A lot or a little?
The parents' guide to what's in this movie.
What parents need to know
Parents need to know that this film -- which co-stars Ellen Page, who'll no doubt attract a fair share of young Juno fans -- is more dramatic than comic, tackling heavy themes like grief and parental indifference. There's also an iffy sexual interaction -- and it's clearly played out as such -- and a surprise pregnancy (though unlike Juno, it's not the central plot line). Both grown-ups and teens discuss sexual matters candidly, and there's some swearing (including "f--k"), a fair amount of drinking (an adult buys drinks for a minor), and teen drug use (again, instigated by an adult).
- Parents say
- Kids say
What's the story?
Lawrence Wetherhold (Dennis Quaid) is a brilliant but begrudging Carnegie Mellon University literature professor who can barely conceal his indifference for his students. He wasn't always been this way, but years of grief over his wife's death have solidified into a stubborn apathy. His teenage daughter, super-bright but lonely Vanessa (Ellen Page), is hurting, too, though she's loathe to admit it; she's too busy doing the laundry, cooking meals, and aiming for perfect SATs. And his son, James (Ashton Holmes), would rather live in the dorms than be with them. So perhaps it's serendipitous that Lawrence's slacker brother, Chuck (Thomas Haden Church), needs a place to stay. And that, after a serious fall, Lawrence winds up in the hospital, where he meets former student-turned-ER doctor Janet (Sarah Jessica Parker), who once had a schoolgirl crush on him but has now grown brittle, too. The new arrivals jolt Lawrence awake, forcing him to take a long, hard look at his life.
Is it any good?
Mostly smart, sometimes slack, SMART PEOPLE -- which is based on a book by Mark Jude Poirier, who also wrote the script -- refreshingly allows its characters to develop at their own pace. Their discoveries feel natural; their responses unforced and believable. It's a credit to first-time director Noam Murro who, though he makes mistakes, is able to steer his actors into portrayals that are authentic and true. Page is sardonic once more, but this is no Juno retread; in fact, she filmed this first. She ably modulates her emotions to best fit the script. Same for Parker, who flexes her dramatic muscles here. Like his character, Haden Church ingratiates himself successfully -- a potentially creepy storyline is made less so, thanks to his and Page's talent. And Quaid deserves praise for a complex performance.

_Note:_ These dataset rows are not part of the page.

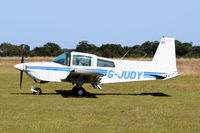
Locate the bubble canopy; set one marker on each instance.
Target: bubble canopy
(62, 59)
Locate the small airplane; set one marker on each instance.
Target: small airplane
(80, 68)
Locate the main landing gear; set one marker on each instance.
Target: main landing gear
(36, 91)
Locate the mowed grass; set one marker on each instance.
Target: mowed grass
(141, 107)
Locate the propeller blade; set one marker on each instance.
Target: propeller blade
(22, 60)
(21, 77)
(21, 72)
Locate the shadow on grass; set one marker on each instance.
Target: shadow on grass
(68, 94)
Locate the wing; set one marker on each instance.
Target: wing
(165, 76)
(85, 76)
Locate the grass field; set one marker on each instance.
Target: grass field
(171, 106)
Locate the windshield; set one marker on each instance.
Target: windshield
(61, 59)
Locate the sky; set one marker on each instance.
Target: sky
(125, 22)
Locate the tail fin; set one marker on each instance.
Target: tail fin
(165, 57)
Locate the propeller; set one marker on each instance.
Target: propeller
(21, 72)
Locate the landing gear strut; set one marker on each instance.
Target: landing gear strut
(78, 91)
(36, 91)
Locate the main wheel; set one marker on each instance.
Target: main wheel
(38, 91)
(78, 91)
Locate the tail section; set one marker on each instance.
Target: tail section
(164, 59)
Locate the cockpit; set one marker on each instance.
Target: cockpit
(62, 59)
(83, 59)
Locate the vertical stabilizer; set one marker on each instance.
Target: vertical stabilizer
(165, 56)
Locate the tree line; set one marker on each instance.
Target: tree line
(147, 49)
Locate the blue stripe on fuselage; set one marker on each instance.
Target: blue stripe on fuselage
(152, 74)
(64, 69)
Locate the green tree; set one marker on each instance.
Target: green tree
(7, 49)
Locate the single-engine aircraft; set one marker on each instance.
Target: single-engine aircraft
(80, 68)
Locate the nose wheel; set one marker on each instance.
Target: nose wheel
(37, 91)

But there is one big quibble. The first half of the movie is notably more interesting than the second, maybe because the latter half moves inexorably toward a happily-ever-after ending. Lawrence is far more compelling -- and real -- when he's stuck, and his transformation, when it happens, seems hurried along. And while Quaid and Parker have a surprisingly believable chemistry, it's not clear what binds them together when their characters clearly have enough reasons to be apart. Perfect it's not, but Smart People is admirable enough and definitely worth a watch.
Talk to your kids about ...
Families can talk about the characters' complicated relationships. Do they seem realistic? Why can't Lawrence connect with anyone? What drives him to change? Is the change believable? Are he and Janet a good couple? What about Vanessa? Why does she take on all that she does? Families can also discuss how this movie is similar to and different from other Hollywood films.